In the course of building a new delta printer, [thehans] decided he needed his own endstop design that used minimal hardware. Endstops are just switches that get hit when the printer moves at the extreme of an axis, but [thehans] wanted something with a bit of refinement for his BigDelta 3D Printer build.
The result is a small unit that cradles a microswitch and needs only a single zip tie that mounts flush, resulting in a super tidy looking piece. In addition, it mounts on the delta’s v-slot rails such that the mount does not take up any of the machine’s range of motion, because the carriage can travel past it. It is a parametric design made in OpenSCAD, so feel free to modify it to accommodate other types of switches.
Delta printers are nifty as heck, and fertile ground for innovative tweaks. Take this crash sensor, for instance. Or this profoundly unusual rail-less design. And as for big deltas, one large enough to print a house reminds us that “big” is a relative term.
That groove for the zip-tie really makes this part. Good idea.
I wanted to write “Not a hack” only because it’s more a clever design than a hack.
If you want, you can make a pull request on the main repo and I’ll add it in. Someone messaged me a link to this article.
Seems to me that you could get a bit more travel out of it if the switch was over the mounting screw. You’d need to make room for the screw in the switch tower and then make an insert that would have the switch holding bumps. You would also have build this on the machine instead of building and then mounting it to the machine. However, you would get more travel.
Most of the datasheets for microswitches show the moving part coming in sideways to the switch.
AI really quick search showed a crappy picture on this omron data sheet, D4Mc, Page 5, top right corner. (http://www.omron.com.au/data_pdf/cat/d4mc_ds_e_2_2_csm588.pdf?id=336)
The picture is showing where not to mount the switch (under the swarf coming of the cutter), but the picture also shows a bar on the sliding part with an angled end that activates the microswitch when it moves over it. That way the switch isn’t in the way at all, and doesn’t have to be mounted right at the end – just relative to the end effector.

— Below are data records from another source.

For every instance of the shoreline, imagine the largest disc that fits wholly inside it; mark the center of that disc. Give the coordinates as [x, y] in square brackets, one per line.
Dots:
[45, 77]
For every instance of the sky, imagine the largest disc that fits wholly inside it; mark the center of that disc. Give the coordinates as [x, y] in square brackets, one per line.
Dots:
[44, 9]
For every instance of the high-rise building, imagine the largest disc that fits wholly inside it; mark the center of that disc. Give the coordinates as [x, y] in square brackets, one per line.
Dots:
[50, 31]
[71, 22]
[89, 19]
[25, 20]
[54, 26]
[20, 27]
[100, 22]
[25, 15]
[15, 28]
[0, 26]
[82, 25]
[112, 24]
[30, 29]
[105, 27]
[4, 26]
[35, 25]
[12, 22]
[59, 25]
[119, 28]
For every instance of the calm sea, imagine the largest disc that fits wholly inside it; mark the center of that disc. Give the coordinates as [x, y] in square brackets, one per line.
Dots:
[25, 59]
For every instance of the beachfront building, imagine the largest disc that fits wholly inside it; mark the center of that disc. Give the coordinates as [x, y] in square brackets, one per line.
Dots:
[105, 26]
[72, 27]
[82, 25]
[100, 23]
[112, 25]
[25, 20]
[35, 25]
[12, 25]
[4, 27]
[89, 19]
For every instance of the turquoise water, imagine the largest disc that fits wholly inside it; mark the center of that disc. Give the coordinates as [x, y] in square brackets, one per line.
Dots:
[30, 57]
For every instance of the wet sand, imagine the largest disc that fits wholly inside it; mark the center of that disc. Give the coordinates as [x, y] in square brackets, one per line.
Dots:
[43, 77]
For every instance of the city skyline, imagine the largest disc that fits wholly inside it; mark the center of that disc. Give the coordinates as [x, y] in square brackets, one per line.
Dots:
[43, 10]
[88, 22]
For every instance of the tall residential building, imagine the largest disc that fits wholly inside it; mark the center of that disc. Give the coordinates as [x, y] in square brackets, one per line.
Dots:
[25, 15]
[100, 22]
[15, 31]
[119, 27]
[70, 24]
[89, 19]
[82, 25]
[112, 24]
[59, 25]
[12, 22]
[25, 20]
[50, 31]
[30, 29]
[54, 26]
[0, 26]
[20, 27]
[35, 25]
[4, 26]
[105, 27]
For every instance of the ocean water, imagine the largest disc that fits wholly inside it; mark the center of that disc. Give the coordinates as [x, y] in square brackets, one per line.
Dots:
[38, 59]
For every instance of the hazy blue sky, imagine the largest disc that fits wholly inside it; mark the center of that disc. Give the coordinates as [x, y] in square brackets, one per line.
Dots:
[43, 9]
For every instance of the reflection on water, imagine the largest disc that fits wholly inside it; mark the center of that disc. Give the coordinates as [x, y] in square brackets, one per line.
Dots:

Endstop should always be mounted that way, ie the activation point can be overshooted without risk of damaging the switch.
It also ease the disassembly of carriage without touching them.
Great idea! I’ll bookmark this for when/if i dredge out my Delta skeleton and get it going.
You could consider extending the sides to make like a channel that the wheel passes into but otherwise would cover the delicate switch lever. Ditto in the back to protect the terminals. In the mounted position that would mean extruding (extending) the two top and bottom surfaces vertically.